New Orleans Menu DailyArchived Article
By Tom Fitzmorris
Originally published September 24, 2007

The New Sushi

Sushi bars seem to be obsessed with building ever more complicated rolls, and making them ever harder to eat. This is not a new trend, but it's only lately that it seems to have really taken over.

Not that they don't taste good. Some of them do. The rainbow roll, which usually involves two or three kinds of fish girdling the outside of the roll of rice, and whose center is stuffed with a few things, is a good one. But I find that a one-in-twenty.

The advent of the super-rolls means a few things:

1. You have to ask what all of them are. Unless you've had the roll before, you have no idea what--well, this cha-cha roll here is. What about the Dancing Tuna roll? You know it has tuna, but what else? This is not a big problem when things are slow, but when the sushi chef is busy, you feel bad about asking for the contents of more than two of the oddballs.

I get around this by asking one question only. "Which of the rolls are made without shredded fake crabmeat?" I want to know. I hate that stuff, and won't order anything with that as an ingredient. (I usually wind up getting some, anyway.)
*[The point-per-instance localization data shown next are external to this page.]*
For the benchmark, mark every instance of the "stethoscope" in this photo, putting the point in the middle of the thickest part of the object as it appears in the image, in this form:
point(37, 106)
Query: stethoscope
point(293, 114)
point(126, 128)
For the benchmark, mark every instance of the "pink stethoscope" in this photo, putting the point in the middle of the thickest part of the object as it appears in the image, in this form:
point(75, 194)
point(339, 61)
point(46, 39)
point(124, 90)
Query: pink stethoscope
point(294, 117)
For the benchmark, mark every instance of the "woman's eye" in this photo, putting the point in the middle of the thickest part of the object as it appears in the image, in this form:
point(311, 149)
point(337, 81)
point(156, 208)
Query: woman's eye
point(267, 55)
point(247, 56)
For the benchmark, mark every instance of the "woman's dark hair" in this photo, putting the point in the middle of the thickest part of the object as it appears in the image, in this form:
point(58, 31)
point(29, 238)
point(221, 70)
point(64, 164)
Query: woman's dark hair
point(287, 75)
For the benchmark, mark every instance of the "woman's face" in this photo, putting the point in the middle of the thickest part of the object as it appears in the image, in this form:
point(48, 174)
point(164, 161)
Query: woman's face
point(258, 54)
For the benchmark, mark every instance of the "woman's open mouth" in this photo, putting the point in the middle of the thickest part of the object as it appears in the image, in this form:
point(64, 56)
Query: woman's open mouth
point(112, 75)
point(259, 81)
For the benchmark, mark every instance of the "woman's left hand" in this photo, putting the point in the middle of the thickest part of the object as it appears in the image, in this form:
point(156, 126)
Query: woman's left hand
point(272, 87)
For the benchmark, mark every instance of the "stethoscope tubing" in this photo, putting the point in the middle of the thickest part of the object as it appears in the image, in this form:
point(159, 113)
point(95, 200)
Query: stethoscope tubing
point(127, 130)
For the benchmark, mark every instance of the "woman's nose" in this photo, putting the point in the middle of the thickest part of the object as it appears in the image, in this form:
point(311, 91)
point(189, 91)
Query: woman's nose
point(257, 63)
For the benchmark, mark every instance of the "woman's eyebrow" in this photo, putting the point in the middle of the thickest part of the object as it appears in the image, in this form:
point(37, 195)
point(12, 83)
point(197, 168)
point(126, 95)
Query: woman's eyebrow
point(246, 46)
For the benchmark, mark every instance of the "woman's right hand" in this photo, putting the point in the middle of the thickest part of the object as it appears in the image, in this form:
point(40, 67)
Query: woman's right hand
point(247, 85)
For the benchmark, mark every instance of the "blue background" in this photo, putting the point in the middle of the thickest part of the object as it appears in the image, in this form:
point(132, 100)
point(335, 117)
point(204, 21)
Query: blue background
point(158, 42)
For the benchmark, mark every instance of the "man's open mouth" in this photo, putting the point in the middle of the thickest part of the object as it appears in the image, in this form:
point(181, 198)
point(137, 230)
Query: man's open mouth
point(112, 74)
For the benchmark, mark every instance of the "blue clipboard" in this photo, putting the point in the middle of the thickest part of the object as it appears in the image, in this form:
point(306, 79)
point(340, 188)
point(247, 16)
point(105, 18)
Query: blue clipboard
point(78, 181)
2. You'll spend a little more. The super-rolls are rarely less than about $8, and often go into double digits. That's not a ripoff. My objection is that you get perhaps more of one complement of flavors than you might want, since these things are big.

3. Flavor clashes. Contrast is critical to my palate, and when you have, say, tuna and salmon on top of one another, they either blend into one another or fight it out. That's what happens when two items with similar tastes or textures come together.

4. Super-rolls are a mouthful. Even the skilled sushi chefs cut these into pieces a bit too thick. You will not succeed in taking a bite out of a piece without having it disintegrate. Anyway, the standard way of eating sushi is to put an entire piece in your mouth at once. This makes for an uncomfortable wad.

5. Inevitable Mayo. The super-rolls inevitably have mayonnaise-based sauces. These have, for some reason, become staples of sushi bars. Where did that come from, anyway? Recently I had an asparagus roll that was topped with a blob of pure mayonnaise. This is like something out of the worst cafeteria or supermarket deli.

Of course, all of this is here because it boosts the check average, and gives sushi chefs the opportunity to do something original. Unless they're just copying their "new" rolls from other restaurants or the internet. As happens. How else to explain that, suddenly, every sushi bart in town has a FEMA roll?